Fulcher only had 8.5 career sacks, but at 240 pounds he caused cutting-edge havoc. His 31 interceptions are third-most in Bengals history and his three Pro Bowls are the most by any Bengal but cornerback Lemar Parrish.
He was Troy Polamalu before Troy Polamalu and the game changed. With Fulcher the first generation linebacker-safety that spawned the Steve Atwaters, the offenses began moving away from Smurf receivers to the tall playmakers that could run. But like LeBeau gives Polamalu carte blanche all over the field, he unleashed Fulcher in the run game.
"Obviously we're different players," Fulcher says. "He's amazing at 200 pounds. I couldn't do what Troy does in the pass game and I could do things he can't do in the run. I was always sticking my head in there in the middle. Dick gave me the green light and I had a signal with the corners just before the snap if I wanted to blitz.
"Dick told me, "I'm going to build this defense around you,' and that gave me a lot of confidence because he had confidence in me."
LeBeau, a student of history and Civil War buff, always makes sure the Steelers know Fulcher before one of their pitched battles at Paul Brown Stadium. Fulcher is the NFL rep policing uniforms and when he's on the field before games LeBeau will grab Polamalu, the NFL Defensive Player of the Year, and say, "Here's my safety then and here's my safety now."
He's still got that first blitz somewhere because whenever LeBeau introduces Fulcher to a Steeler, he says, "Here's the Fulcher."
"To be on the same field with a guy like Polamalu, it's a thrill; he really is something," Fulcher says. "He's pretty soft-spoken and doesn't say much. But some of the other guys come up and can't believe I played safety at this size."

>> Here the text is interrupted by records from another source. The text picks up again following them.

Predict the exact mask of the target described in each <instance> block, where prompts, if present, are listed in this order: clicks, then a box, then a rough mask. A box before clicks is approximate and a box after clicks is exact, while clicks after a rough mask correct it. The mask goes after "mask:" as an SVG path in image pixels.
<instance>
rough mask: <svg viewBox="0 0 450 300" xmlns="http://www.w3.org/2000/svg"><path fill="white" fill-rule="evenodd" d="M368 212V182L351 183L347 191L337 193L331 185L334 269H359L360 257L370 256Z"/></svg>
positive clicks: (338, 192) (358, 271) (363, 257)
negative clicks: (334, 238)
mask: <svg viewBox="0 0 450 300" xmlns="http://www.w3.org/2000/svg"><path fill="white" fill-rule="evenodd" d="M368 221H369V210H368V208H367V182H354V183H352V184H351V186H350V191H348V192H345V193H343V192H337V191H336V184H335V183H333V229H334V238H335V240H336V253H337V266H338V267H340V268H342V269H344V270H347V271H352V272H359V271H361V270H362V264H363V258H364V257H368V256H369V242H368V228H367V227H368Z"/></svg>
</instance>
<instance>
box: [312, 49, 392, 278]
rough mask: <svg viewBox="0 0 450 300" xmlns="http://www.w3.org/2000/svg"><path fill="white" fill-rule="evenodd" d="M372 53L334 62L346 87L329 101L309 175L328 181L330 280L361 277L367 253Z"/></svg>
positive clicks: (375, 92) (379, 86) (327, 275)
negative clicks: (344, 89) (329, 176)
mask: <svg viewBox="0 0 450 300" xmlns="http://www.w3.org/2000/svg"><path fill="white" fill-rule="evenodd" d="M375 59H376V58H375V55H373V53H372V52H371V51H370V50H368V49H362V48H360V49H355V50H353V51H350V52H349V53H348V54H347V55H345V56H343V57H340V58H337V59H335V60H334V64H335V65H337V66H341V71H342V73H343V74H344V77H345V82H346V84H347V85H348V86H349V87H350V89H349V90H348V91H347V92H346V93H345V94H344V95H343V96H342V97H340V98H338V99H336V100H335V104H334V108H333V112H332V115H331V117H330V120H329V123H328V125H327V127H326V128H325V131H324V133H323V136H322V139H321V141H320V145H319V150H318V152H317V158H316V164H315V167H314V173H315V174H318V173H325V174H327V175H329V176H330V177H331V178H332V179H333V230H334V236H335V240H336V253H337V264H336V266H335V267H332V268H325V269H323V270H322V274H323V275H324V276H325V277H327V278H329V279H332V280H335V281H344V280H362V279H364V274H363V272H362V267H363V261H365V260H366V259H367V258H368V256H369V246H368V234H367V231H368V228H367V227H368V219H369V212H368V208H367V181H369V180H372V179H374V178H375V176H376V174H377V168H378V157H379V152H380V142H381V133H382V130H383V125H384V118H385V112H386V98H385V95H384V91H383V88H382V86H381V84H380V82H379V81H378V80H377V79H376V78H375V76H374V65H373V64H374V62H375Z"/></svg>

At 46, Fulcher has been as versatile off the field. After retiring he worked for a mortgage company, and then took a crack at the memorabilia business before working with disadvantaged children. Now he's settled running his own firm, "Mentoring Against Negative Action," and one of his clients is Hamilton County Sheriff Simon Leis.
Fulcher teaches a two-month course on life skills to inmates who sign up in the Hamilton County Justice Center and is trying to find financial backing to help them find jobs when they get out. He's had Lewis, among others in the community, speak to his classes and is looking to keep it growing.
"This is what I want to do for the rest of my life; I think it's making a difference to these guys," he says. "I feel like I've got a great relationship with the sheriff and that this is one of the programs he doesn't want to cut."
He'll here watching the Super Bowl, like Edison watching the light show at halftime.
Because, in the end, Fulcher did stay.
"I watch Steelers' games now and I tell my friends that's the stuff we were doing," he says.